Keep It to 1-2 Pages
One page is sufficient for career starters. With more than 5 years of experience, two pages are appropriate. More than two pages should only happen in exceptional cases. Cut older or less relevant positions.
Focus on Clean Design
Use a clear, readable font (e.g., Arial, Calibri, or Open Sans) at 10-12pt. Ensure enough whitespace and consistent formatting. Creative designs are less effective than a clean, professional layout for most roles.
Avoiding Common Mistakes
The Generic One-Size-Fits-All Resume
Many applicants send the same resume to dozens of companies. This almost always leads to rejections because neither ATS systems nor recruiters can identify the fit. Take those extra minutes for targeted customization -- it is worth it.
Unexplained Career Gaps
Career breaks are completely normal, but you should not simply hide them. A brief, honest explanation ("continuing education," "parental leave," "career pivot") takes the edge off the topic.
Outdated Formats and Content
The tabular resume format has become standard -- say goodbye to narrative-style CVs or the European CV format. Also remove skills that are no longer relevant (nobody needs "MS Office" as a highlight in 2026).
Spelling and Formatting Errors
This sounds trivial, but it is one of the most common reasons for rejection. Have someone else proofread your resume, or use spell-checking tools.
Tipp
The single most important factor for a successful resume is fit with the role.
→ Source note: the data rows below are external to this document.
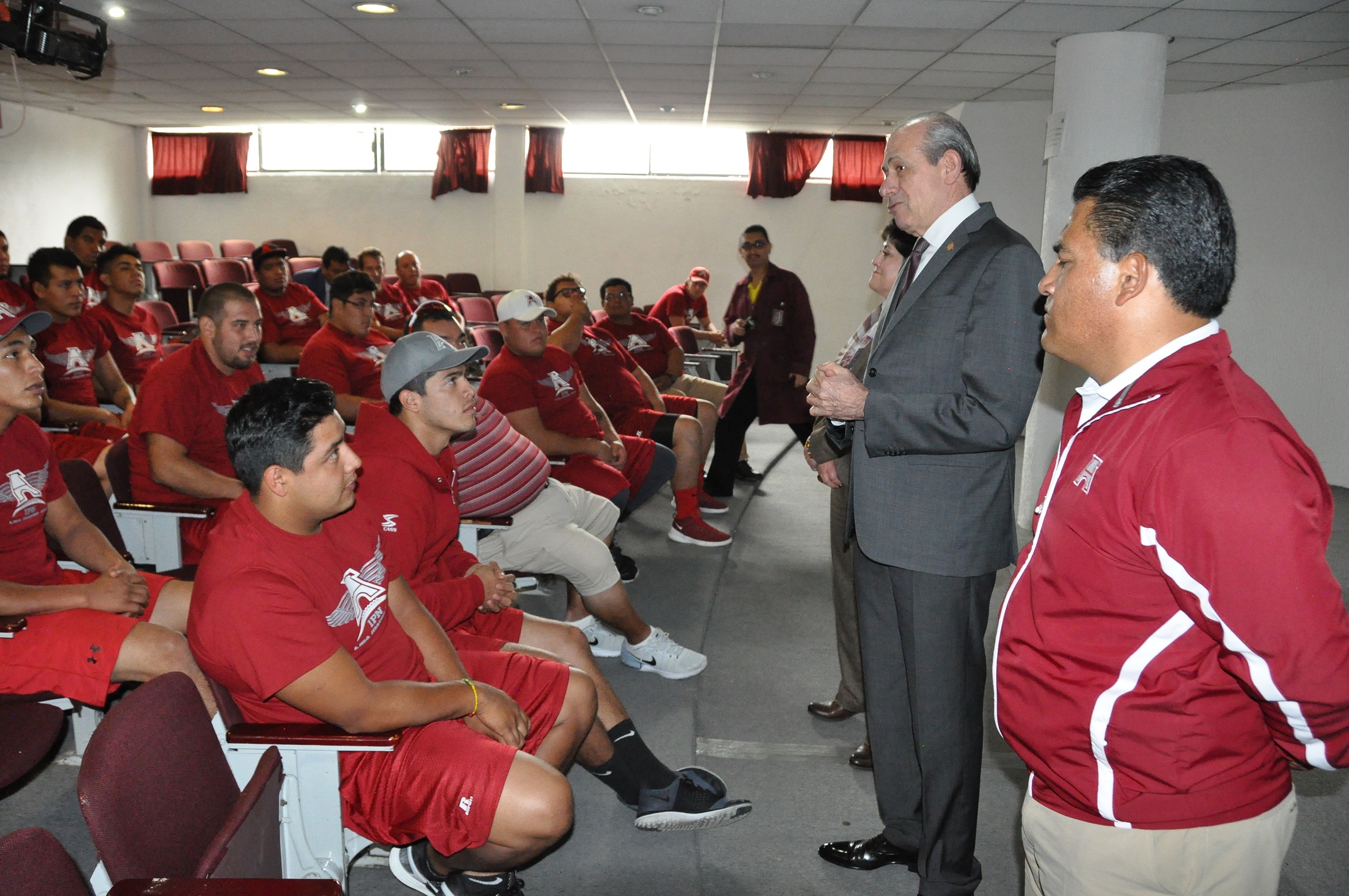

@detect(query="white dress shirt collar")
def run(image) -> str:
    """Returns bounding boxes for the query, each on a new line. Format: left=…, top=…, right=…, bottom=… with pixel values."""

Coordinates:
left=1078, top=320, right=1218, bottom=427
left=913, top=193, right=980, bottom=277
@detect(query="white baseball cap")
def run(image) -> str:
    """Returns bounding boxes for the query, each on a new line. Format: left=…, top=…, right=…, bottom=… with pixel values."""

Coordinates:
left=496, top=289, right=557, bottom=323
A well-tailored CV featuring 80% of your experience beats a complete resume that is not aligned with the position. Tools like Applivoo help you automatically tailor your resume to each job posting -- without fabricating your real experience.
Conclusion
Your resume is your calling card in the application process. With the right structure, targeted customization for each role, and a clean, error-free presentation, you maximize your chances of landing an interview. Invest the time in a strong CV -- it is the best investment in your career.